Quell’avvertimento appena velato mi fece pizzicare di tensione le spalle. Continuavo a ignorare se la duchessa sapesse delle attività predilette dal marito. Faticavo a credere che potesse esserne totalmente all’oscuro, ma una parte di me avrebbe voluto continuare a pensarla così. Perché, se lo sapeva e non faceva nulla per fermarlo, allora non era migliore degli altri… O ero io a essere ingiusta nei suoi confronti con quel pensiero? Anche se era un’Ascesa, non era detto che avesse potere sul marito.
«Gli… gli farebbe tornare in mente la prima Vergine» sussurrò.
La fissai sbalordita. Tutto mi sarei aspettata, meno che di sentirla citare la Vergine che mi aveva preceduta… l’unica altra di cui avessi mai avuto notizia. «È successa la stessa cosa alla prima Vergine?»
«Sì.» Le sue nocche cominciarono a sbiancare e io annuii. Nella storia erano esistite solo due Vergini Prescelte dagli dei. «Che cosa sai di lei?»
«Nulla» ammisi. «Nemmeno il suo nome, o dove sia vissuta.»
O che cosa le fosse accaduto dopo l’Ascensione.
O perché fosse importante che i cambiamenti del mio dono la riportassero alla mente del duca.
«C’è una ragione per questo.»
Davvero? La Sacerdotessa Analia non mi aveva mai detto nulla al riguardo. In effetti aveva sempre ignorato qualunque mia domanda sulla prima Vergine o sulla mia Ascensione.
«Non parliamo mai della prima Vergine» continuò la duchessa. «Ma non è una nostra scelta: non possiamo.»
«È… proibito dagli dei?» indovinai.
Lei annuì e mi fissò come se il suo sguardo potesse trapassare il mio velo. «Ora, per la prima volta in vita mia, infrangerò la regola, pregando che i numi mi perdonino. Lo farò perché spero che, dicendoti questo, il tuo destino possa essere diverso dal suo.»
Fui assalita da una pessima sensazione su quel che stavo per sentire.
«Non parliamo di lei. Mai. Il suo nome non è degno delle nostre labbra o dell’aria che respiriamo. Se fosse possibile, faremmo cancellare dalla storia la sua intera esistenza.» La sedia scricchiolò sotto le dita della Duchessa Teerman, e il rumore mi fece sobbalzare.
Mi sentii come se mi si fermasse il cuore. «Gli dei… l’hanno trovata indegna?»
«Per qualche strano miracolo no, questo non è accaduto. Ma ciò non significa che lo fosse.»

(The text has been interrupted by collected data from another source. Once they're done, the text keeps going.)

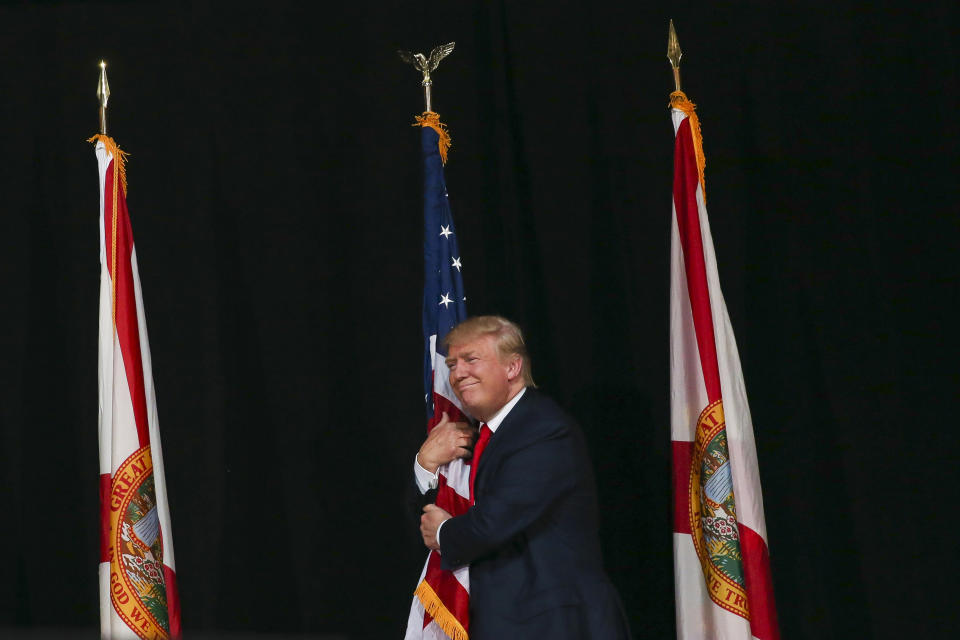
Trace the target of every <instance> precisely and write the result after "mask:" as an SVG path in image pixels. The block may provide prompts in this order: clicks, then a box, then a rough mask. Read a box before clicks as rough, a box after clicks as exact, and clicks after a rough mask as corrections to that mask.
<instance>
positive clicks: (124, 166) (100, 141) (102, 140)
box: [87, 133, 128, 196]
mask: <svg viewBox="0 0 960 640" xmlns="http://www.w3.org/2000/svg"><path fill="white" fill-rule="evenodd" d="M87 142H93V143H94V144H96V143H97V142H102V143H103V146H104V147H106V149H107V151H109V152H110V154H111V155H112V156H113V159H114V161H116V163H117V168H118V169H119V170H120V183H121V184H122V185H123V195H124V196H126V195H127V155H128V154H127V152H126V151H124V150H123V149H121V148H120V147H119V145H117V143H116V142H114V140H113V138H111V137H110V136H105V135H103V134H102V133H98V134H97V135H95V136H91V137H89V138H87Z"/></svg>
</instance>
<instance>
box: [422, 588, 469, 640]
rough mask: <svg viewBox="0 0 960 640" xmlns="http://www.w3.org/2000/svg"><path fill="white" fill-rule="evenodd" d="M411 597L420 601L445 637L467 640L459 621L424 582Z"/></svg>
mask: <svg viewBox="0 0 960 640" xmlns="http://www.w3.org/2000/svg"><path fill="white" fill-rule="evenodd" d="M413 595H415V596H416V597H417V598H418V599H419V600H420V603H421V604H422V605H423V608H424V609H425V610H426V612H427V613H429V614H430V615H431V616H432V617H433V620H434V622H436V623H437V625H438V626H439V627H440V628H441V629H443V632H444V633H445V634H447V636H449V637H450V638H452V640H469V636H468V635H467V630H466V629H464V628H463V625H462V624H460V621H459V620H457V618H456V617H455V616H454V615H453V614H452V613H450V611H449V610H448V609H447V608H446V607H445V606H444V605H443V601H442V600H440V596H438V595H437V592H436V591H434V590H433V588H432V587H431V586H430V585H429V584H427V581H426V580H424V581H422V582H421V583H420V585H419V586H418V587H417V590H416V591H414V592H413Z"/></svg>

Ma, se non era stata trovata indegna, perché nessuno parlava mai di lei? Che cosa mai poteva aver fatto di tanto terribile, se il suo valore agli occhi delle divinità non si era guastato?
«Alla fine la sua dignità non ha più avuto alcun valore.» La duchessa staccò le dita dalla sedia. Lo schienale era contorto e scheggiato. «Le sue azioni le hanno fatto intraprendere un sentiero che è terminato con la sua morte. E fu l’Oscuro a ucciderla.»